Семенцов в гостинице досадливо отмахнулся.
— Алкаш поганый! Всем им здесь хватает нашего маслица! — Но, подумав, вынул из чемодана небольшую пачку розовых бумажек. — На, отдай ему пол-лимона. Скажи, аванс! Основная сумма будет, когда недостающие три вагона пригонят!
Так я невольно оказал хоть и небольшую, но услугу издательству, правда, при этом вступил в противоречие с законом, но, думаю, это мне простится.
Из Кандалакши поехали мы прямиком в Вологду, где уже мне пришлось разворачиваться. Собрал я там местных книгопродавцев и библиотекарей, провел беседу о необходимости донести до всего северного края замечательные издания «Мефисто», рассказал о планах, раздал рекламные проспекты, листовки. После этого подписал пару контрактов с двумя оптовиками на три названия по пять тысяч экземпляров каждого.
Вечером Семенцов говорит:
— Пора и отдохнуть духовно. Пойдем в гости сегодня.
— Форма одежды парадная? — ужаснулся я.
— Да нет. Оденемся простенько, но со вкусом, поста личному.

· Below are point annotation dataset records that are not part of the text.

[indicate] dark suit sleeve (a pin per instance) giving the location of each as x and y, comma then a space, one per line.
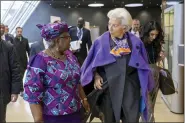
27, 48
89, 42
32, 51
15, 72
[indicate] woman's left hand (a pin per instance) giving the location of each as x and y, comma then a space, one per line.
86, 106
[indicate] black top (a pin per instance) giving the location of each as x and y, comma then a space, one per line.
151, 53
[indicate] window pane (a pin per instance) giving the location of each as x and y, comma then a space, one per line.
5, 5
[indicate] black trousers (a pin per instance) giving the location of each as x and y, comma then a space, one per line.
130, 104
3, 106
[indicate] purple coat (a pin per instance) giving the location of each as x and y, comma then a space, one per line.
99, 55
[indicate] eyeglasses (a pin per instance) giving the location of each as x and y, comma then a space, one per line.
113, 25
66, 37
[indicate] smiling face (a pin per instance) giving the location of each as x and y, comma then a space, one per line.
153, 35
63, 42
115, 27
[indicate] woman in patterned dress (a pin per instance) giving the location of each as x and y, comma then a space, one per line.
52, 84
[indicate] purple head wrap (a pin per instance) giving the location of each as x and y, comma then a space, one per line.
52, 30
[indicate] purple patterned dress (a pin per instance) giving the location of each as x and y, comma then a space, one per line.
54, 84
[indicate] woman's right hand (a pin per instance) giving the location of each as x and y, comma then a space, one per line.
98, 81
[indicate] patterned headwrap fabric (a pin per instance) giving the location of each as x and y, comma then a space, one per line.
121, 48
52, 30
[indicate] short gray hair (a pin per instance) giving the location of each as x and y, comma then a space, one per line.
121, 14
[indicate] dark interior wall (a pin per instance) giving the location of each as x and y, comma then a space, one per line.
96, 16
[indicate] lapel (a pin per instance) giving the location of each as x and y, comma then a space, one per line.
137, 58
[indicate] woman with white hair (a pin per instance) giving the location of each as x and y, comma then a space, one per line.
117, 66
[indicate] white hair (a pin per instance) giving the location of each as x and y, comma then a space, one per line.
121, 14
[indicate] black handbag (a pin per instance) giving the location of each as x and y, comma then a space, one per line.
166, 84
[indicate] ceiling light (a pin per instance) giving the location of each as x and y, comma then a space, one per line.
134, 5
96, 5
172, 3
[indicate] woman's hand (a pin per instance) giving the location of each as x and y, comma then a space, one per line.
86, 105
98, 81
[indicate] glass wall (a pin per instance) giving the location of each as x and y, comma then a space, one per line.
16, 13
168, 29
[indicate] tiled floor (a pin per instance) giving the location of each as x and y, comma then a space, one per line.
20, 112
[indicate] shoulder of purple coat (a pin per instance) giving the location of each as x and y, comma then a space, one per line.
88, 65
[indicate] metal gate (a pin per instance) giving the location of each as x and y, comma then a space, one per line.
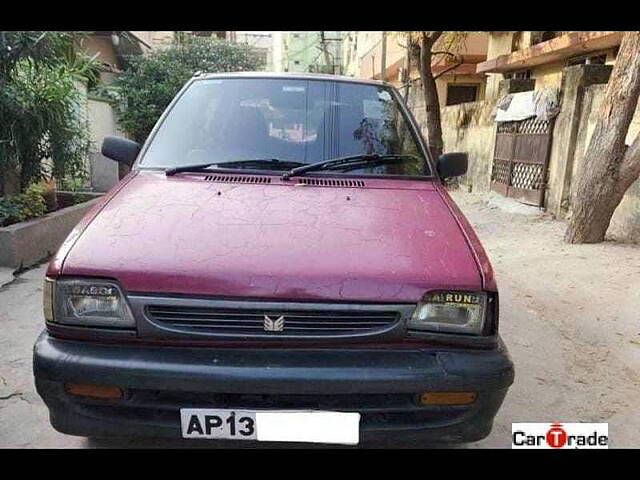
521, 158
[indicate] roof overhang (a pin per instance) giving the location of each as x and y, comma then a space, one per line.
559, 48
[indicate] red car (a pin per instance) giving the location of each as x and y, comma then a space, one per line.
282, 264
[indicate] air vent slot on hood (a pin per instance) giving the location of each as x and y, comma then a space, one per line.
237, 179
324, 182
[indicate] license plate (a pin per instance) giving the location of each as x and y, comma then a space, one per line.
271, 426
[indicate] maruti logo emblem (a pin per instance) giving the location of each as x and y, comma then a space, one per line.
271, 325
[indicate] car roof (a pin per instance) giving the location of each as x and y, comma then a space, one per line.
292, 76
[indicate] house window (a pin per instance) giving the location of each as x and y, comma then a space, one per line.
461, 94
588, 60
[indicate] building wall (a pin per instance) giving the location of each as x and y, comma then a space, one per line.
499, 43
466, 127
625, 223
300, 51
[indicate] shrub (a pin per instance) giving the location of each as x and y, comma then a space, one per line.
24, 206
149, 83
39, 105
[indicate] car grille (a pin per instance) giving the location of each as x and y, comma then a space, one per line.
257, 321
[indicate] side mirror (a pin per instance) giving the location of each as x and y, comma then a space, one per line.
120, 149
452, 164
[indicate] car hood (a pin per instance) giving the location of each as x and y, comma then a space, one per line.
382, 240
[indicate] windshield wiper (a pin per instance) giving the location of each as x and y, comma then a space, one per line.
257, 162
363, 158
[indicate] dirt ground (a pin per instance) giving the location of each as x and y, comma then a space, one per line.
569, 315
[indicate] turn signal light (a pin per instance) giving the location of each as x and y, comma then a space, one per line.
447, 398
93, 391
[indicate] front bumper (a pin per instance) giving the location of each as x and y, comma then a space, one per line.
380, 384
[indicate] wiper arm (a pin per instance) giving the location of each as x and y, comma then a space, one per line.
257, 162
343, 161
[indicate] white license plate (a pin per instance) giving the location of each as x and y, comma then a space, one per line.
271, 426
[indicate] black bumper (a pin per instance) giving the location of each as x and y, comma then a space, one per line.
380, 384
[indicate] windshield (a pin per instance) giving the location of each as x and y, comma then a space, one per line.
305, 121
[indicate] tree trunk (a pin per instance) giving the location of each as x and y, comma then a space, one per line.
430, 93
608, 168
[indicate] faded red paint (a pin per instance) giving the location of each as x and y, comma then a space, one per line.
389, 241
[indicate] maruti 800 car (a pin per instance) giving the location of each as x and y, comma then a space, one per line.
282, 264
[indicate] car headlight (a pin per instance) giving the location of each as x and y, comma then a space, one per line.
450, 312
90, 303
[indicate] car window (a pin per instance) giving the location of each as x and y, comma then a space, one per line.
218, 120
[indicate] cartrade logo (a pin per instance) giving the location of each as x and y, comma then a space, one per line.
560, 435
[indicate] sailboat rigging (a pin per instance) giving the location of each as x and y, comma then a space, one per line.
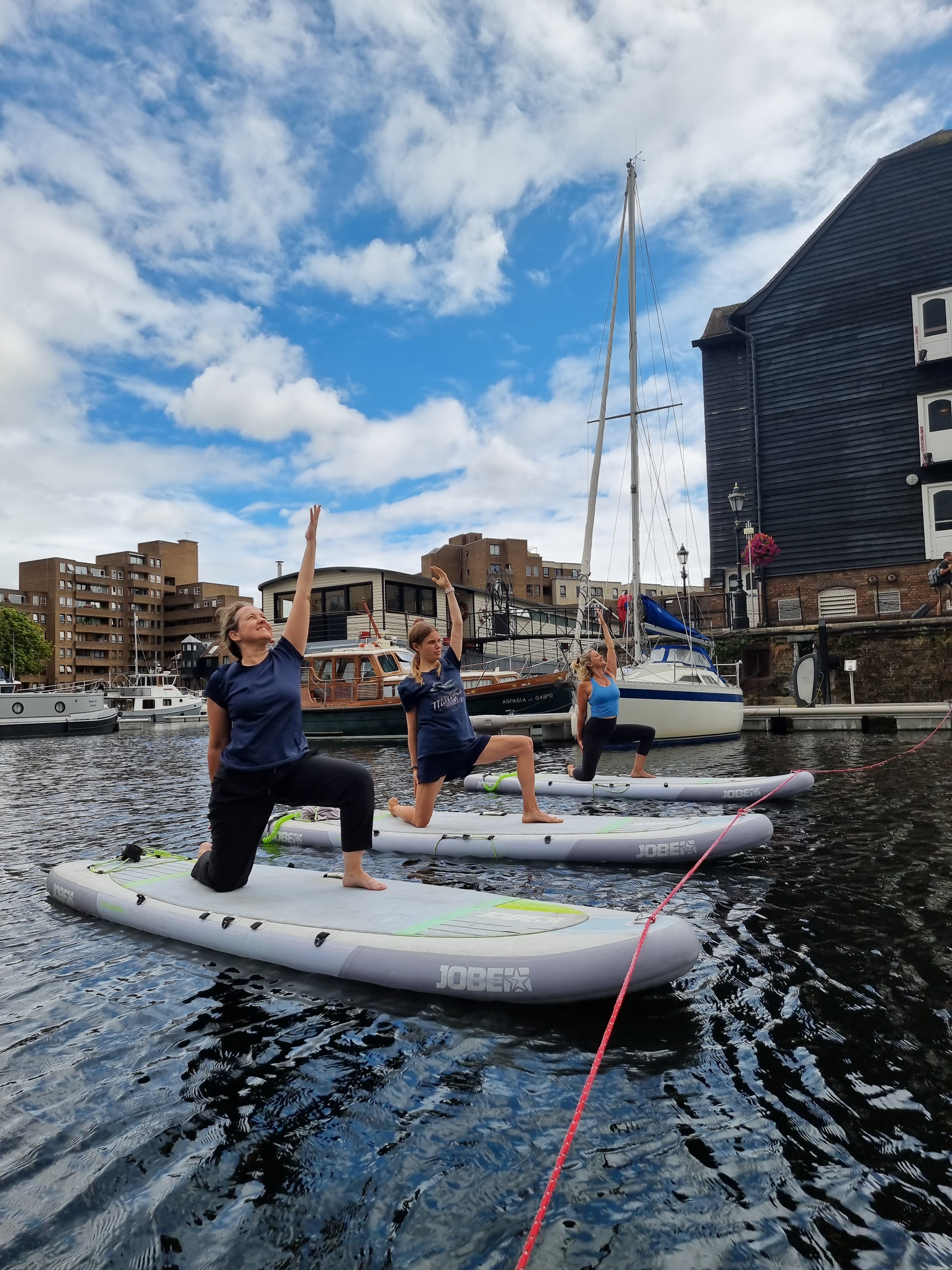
677, 688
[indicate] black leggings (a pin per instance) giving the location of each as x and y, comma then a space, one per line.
596, 736
243, 802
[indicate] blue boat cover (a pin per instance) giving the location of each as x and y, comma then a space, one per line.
659, 622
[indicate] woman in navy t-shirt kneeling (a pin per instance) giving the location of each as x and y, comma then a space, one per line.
441, 737
257, 750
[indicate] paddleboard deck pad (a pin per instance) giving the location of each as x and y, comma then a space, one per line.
629, 840
437, 940
661, 789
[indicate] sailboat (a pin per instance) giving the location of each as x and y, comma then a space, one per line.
672, 683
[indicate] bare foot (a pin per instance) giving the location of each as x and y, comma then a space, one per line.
362, 879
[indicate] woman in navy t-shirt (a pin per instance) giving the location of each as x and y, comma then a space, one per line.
441, 737
257, 750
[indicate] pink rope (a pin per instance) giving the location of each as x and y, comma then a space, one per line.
607, 1036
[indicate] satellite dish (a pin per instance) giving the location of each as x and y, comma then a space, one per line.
807, 680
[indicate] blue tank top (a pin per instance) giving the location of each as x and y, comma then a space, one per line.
605, 702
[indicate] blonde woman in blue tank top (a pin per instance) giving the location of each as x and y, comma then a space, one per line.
600, 694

И мы, решив, что лучшим парадом будут свитера с джинсами, прихватив, естественно, коньяку и заморских конфет коробку, направились на окраину. Впрочем, окраина здесь понятие условное. Прошли минут десять и — тихая улочка с деревянными домиками, палисадничками, резными крылечками, на кирпичном заборе давила надпись: «улица Советская».
К одному из таких домиков и подвел меня Семенцов. Нас яростно облаял пес из-за крепкого, без единой щелочки, дощатого забора. Семенцов нажал кнопку звонка у калитки. Скоро нам открыл благообразный мужик лет пятидесяти, с аккуратно подстриженной окладистой бородой.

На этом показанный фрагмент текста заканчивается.